Diversity, multiculturalism, and social justice are not synonyms.

On most of the campuses I’ve visited, I find the language of diversity training, multicultural education, and social justice education being used interchangeably.  Unconsciously, we’re probably all doing this because using synonyms allows us to not say the exact same words over and over again.  Synonyms are our friends!  Unfortunately, by doing this, we are all collapsing different, and possibly contradictory, agendas into the same set of words.

So, let me take a stab at getting this cleared up and, if I’m lucky, maybe I can get a conversation started.   The rest of this blog post, and the next few posts, will be my own slapdash attempt at sorting through these terms, establishing some historical context for their relevance to the field of education, and establishing what I see as pros and cons to each of these approaches.  My perspective, to make my bias clear, is heavily informed by critical theory (DuBois, Friere, Giroux, hooks, etc) and my own lived experience as a second generation Asian American, heterosexual, male, able-bodied, middle class, atheist. (I could keep listing identities here, but you get the picture…)

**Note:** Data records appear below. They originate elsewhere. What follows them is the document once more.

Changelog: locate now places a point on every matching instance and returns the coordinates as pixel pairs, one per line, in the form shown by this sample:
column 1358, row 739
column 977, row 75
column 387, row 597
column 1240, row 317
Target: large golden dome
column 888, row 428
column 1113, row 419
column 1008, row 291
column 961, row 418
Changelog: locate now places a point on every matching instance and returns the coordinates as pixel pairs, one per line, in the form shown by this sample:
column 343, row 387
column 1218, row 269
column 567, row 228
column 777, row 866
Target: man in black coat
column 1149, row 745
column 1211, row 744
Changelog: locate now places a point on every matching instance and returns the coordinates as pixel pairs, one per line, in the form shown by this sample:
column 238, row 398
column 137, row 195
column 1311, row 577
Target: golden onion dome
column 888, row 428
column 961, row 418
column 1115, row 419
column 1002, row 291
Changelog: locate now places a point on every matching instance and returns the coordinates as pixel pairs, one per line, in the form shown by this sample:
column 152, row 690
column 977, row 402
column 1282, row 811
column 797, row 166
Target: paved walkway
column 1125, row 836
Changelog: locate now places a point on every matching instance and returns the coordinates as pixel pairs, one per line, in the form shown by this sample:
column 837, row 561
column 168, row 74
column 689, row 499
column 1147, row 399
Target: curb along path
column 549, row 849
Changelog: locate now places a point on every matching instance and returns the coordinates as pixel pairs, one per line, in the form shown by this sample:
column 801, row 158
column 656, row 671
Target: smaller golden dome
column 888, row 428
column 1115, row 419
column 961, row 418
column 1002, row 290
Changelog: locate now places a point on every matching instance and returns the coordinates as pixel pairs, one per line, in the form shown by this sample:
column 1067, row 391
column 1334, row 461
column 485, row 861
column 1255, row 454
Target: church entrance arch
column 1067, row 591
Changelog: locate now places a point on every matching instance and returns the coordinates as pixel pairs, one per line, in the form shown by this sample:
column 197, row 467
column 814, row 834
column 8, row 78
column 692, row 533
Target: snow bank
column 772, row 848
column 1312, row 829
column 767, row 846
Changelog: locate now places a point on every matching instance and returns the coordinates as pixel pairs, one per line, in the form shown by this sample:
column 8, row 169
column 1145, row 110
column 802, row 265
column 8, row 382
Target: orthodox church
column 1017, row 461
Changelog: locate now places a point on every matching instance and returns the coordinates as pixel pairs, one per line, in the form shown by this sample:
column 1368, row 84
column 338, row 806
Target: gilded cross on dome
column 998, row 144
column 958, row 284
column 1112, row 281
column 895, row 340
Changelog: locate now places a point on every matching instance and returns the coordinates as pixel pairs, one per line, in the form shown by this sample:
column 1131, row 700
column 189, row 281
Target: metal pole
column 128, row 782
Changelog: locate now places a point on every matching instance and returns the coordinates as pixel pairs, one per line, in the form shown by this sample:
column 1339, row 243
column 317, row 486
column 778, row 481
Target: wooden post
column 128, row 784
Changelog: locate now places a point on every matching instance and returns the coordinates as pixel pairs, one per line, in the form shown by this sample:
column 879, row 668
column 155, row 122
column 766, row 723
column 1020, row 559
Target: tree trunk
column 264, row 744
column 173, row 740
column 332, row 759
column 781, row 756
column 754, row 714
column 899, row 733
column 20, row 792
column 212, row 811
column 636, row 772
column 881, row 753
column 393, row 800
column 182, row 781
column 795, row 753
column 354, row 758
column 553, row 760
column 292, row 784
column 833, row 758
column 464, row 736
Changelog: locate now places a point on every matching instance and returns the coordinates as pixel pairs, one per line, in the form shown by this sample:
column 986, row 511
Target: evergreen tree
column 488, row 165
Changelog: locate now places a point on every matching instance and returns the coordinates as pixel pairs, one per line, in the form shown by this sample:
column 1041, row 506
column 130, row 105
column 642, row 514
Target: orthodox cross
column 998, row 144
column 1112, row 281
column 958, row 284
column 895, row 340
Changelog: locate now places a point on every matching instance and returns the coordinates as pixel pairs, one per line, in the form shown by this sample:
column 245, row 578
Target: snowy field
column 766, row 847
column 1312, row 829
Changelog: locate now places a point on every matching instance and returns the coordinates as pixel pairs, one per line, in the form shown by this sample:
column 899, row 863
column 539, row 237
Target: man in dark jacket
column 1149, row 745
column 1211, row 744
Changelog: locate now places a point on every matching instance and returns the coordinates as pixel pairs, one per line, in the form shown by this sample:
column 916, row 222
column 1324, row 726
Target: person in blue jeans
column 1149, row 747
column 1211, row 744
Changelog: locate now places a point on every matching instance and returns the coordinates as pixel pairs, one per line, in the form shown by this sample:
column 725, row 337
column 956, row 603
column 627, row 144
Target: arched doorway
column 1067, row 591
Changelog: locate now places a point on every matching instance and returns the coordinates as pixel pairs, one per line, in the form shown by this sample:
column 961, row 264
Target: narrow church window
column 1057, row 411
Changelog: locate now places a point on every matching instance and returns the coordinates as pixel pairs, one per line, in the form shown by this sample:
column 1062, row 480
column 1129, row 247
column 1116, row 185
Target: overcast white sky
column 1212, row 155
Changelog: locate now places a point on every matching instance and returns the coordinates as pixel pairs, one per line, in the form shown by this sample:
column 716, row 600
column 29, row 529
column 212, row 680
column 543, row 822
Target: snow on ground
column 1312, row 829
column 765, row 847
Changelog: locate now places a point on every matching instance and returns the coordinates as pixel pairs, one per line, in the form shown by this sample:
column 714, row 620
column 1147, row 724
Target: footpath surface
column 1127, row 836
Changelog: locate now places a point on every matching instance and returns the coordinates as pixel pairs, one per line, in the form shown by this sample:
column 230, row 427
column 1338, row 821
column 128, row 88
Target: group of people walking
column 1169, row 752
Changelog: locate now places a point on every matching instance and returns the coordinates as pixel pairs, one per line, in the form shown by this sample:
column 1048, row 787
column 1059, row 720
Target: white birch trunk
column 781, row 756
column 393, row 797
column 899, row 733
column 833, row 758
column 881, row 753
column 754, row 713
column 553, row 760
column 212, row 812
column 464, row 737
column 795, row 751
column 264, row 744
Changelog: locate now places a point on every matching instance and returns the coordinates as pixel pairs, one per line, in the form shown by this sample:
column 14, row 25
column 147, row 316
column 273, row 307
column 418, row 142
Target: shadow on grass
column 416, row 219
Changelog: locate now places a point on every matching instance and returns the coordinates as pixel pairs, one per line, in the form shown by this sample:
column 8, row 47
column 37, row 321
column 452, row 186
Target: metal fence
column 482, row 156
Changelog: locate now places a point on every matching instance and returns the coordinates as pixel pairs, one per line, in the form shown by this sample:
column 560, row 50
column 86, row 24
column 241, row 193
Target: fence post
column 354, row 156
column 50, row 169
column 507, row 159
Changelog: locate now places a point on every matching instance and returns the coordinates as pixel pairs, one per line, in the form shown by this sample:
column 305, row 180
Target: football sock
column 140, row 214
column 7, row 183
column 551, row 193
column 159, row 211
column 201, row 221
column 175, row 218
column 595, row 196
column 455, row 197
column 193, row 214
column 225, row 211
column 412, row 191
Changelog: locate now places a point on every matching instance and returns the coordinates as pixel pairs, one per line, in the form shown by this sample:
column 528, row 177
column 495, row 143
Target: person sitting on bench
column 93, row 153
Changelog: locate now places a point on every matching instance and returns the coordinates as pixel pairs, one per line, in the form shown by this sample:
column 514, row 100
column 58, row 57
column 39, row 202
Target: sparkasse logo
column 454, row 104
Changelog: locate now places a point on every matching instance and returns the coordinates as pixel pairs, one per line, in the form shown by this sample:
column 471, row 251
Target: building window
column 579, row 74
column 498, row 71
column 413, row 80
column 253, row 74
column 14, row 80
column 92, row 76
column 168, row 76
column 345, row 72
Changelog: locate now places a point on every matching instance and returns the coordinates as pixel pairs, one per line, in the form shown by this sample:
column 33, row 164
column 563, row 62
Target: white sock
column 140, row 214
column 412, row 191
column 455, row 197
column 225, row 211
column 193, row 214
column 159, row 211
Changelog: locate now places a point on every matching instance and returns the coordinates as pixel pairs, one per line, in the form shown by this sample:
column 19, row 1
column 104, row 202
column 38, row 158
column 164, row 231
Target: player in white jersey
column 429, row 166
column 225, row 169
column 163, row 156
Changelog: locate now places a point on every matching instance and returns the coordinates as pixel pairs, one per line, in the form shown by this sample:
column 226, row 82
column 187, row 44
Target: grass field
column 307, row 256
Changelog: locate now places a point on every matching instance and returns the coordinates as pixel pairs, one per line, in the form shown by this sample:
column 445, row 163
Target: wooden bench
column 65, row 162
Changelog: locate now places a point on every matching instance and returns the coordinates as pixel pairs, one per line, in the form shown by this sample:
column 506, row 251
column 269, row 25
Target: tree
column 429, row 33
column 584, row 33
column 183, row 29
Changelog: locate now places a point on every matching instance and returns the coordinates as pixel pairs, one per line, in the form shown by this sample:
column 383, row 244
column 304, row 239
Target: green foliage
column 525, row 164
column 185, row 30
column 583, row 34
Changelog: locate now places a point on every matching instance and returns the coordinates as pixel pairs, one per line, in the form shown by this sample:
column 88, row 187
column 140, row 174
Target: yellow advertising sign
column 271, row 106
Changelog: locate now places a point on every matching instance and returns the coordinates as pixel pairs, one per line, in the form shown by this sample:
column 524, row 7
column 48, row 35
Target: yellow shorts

Diversity: Diversity is a numbers strategy – how many different types of people are on this committee/staff/e-board/etc?  Do we have representation across gender, race, sexual orientation, class, faith, and ability identities?  To put it bluntly…who’s in the room?

Pros: This was an important strategy for activists in the 60s and 70s.  America was emerging from an explicitly exclusionist period when marginalized group members were overtly blocked from participating in power-vested processes and organizations.  Today, representation continues to be a salient issue and working to open doors for marginalized group members to participate in all sectors of society is still vital struggle.

Cons: A numbers/representation strategy is problematic on two fronts.  First and foremost, representation tactics can be easily co-opted by conservative and neo-conservative groups.  For example, right after George W. Bush was elected President, he appointed many men and women of color to highly visible spots in his cabinet.  The Bush administration was, therefore, able to achieve “success” from a diversity perspective, without attending to any of the crucial equity and justice issues that the diversity strategy is supposed to address.  On a more local level, we have all probably worked for institutions of higher education that have employed this diversity strategy to manage perception.  By putting an ineffective, highly accommodating, or conservative woman or person of color in a visible leadership role, colleges and universities can check the diversity box and move forward without tackling fundamental access, equity, and/or justice issues that plague American higher education today.

Secondly, the politics of representation play into the liberal fallacy that a few good individuals can change systems and structures designed to oppress and exclude.  So, even when used for its intended purpose, the diversity strategy results in select marginalized group members gaining representation in organizations that they were historically excluded from.  Unfortunately, this does not generally result in systematic or structural change, again leaving the core equity and justice issues unmet. A great (and tragic) example of this is the marked diversity gains since 1967.  Today, in 2011, we have many marginalized group members in positions of “power” in the government, in Fortune 500 companies, in the judicial system, etc.  At the same time, we now have overwhelming empirical evidence that poor Americans are worse off than they were 40 years ago, people of color are less healthy and less employed than they were 40 years ago, and the prison system is bursting at the seams (to select a few random examples).